How do you finance these services?

Cooperation protocols have been signed as a result of social responsibility aiming to vehiculate psychotherapeutic and psychosocial intervention as affordable treatment to workers of the partner organizations and their immediate family. The most recent protocols have contributed to reaching CAP’s general and specific goals inasmuch as they allow for a broader access to mental health services to the community (employees and direct family) offering a quality therapeutic work at socially fair prices to people who, for financial reasons see themselves often excluded from projects of individual development.

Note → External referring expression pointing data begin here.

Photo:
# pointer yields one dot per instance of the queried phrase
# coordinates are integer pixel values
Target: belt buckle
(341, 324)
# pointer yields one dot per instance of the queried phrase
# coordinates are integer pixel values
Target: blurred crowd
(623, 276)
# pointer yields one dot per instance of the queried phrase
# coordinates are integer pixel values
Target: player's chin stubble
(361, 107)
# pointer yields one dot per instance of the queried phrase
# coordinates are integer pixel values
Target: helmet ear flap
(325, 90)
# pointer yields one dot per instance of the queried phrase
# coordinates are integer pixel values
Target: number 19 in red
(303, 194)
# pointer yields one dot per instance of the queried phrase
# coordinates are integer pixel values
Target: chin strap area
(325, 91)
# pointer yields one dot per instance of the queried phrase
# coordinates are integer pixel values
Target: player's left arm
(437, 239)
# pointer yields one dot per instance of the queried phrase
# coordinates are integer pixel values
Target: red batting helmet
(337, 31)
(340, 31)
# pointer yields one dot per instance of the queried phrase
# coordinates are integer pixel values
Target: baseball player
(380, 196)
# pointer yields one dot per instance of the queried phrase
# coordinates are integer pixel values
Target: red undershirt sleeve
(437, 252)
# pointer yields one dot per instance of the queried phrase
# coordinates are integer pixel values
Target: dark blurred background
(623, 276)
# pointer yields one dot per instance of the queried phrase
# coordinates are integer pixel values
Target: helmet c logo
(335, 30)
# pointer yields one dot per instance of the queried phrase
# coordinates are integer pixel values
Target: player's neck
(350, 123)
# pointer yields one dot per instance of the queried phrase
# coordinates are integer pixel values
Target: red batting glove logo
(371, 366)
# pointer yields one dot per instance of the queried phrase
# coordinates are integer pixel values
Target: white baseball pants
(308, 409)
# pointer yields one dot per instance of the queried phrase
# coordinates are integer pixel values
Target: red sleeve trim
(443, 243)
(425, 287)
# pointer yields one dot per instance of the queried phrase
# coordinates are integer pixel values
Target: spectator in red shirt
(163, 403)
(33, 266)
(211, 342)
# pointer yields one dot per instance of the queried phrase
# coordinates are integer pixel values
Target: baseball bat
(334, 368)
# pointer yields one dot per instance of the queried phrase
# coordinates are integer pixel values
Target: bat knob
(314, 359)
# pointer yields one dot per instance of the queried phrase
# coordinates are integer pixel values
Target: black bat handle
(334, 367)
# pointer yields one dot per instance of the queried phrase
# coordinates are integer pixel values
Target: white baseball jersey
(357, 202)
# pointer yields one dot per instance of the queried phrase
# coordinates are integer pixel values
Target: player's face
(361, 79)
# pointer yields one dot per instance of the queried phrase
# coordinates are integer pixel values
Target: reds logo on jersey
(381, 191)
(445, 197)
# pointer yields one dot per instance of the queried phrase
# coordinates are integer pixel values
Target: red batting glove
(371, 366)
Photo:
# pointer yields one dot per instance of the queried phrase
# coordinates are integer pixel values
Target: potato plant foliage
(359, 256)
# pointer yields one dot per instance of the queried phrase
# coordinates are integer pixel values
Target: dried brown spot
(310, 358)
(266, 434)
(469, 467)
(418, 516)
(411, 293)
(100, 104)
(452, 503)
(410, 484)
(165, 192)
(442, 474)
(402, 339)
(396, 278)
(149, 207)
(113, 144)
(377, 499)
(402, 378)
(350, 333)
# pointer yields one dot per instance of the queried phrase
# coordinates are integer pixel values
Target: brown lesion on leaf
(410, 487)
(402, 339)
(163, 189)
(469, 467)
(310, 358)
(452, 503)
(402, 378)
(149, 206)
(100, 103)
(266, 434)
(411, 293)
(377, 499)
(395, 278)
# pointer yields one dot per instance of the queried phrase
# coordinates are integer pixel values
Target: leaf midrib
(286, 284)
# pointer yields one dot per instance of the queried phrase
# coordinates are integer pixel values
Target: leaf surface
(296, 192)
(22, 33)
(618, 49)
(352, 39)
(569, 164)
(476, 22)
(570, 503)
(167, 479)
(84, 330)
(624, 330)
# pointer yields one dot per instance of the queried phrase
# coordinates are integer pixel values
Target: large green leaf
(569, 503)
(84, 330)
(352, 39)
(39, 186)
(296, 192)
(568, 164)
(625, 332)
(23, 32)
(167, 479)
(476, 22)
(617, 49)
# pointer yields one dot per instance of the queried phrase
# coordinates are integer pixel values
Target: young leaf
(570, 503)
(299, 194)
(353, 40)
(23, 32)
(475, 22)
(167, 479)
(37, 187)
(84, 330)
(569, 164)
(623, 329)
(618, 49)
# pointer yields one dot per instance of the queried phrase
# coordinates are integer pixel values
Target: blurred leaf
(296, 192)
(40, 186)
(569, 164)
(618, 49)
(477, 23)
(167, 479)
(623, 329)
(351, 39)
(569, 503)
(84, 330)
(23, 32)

At the same time it is also possible for private clients to have access to the services at equally socially acceptable prices.

What are your future perspectives at the CAP?

We face new challenges! We predict an increase in cooperation protocols which may further facilitate the access to mental health, we predict and increase in beneficiaries, we predict a broadening of the services to other areas of mental health with particular emphasis on the active retirement plan. It is very important to acknowledge that the CAP is at an early stage and therefore needs to be nurtured in order to grow. Its services, guidelines and orientation are already visible. We are currently finishing implementation which requires a permanent monitoring of work, services and paths chosen as well as being an active part of a world we want to change and that reflects more and more the need for mutual help and communitary support.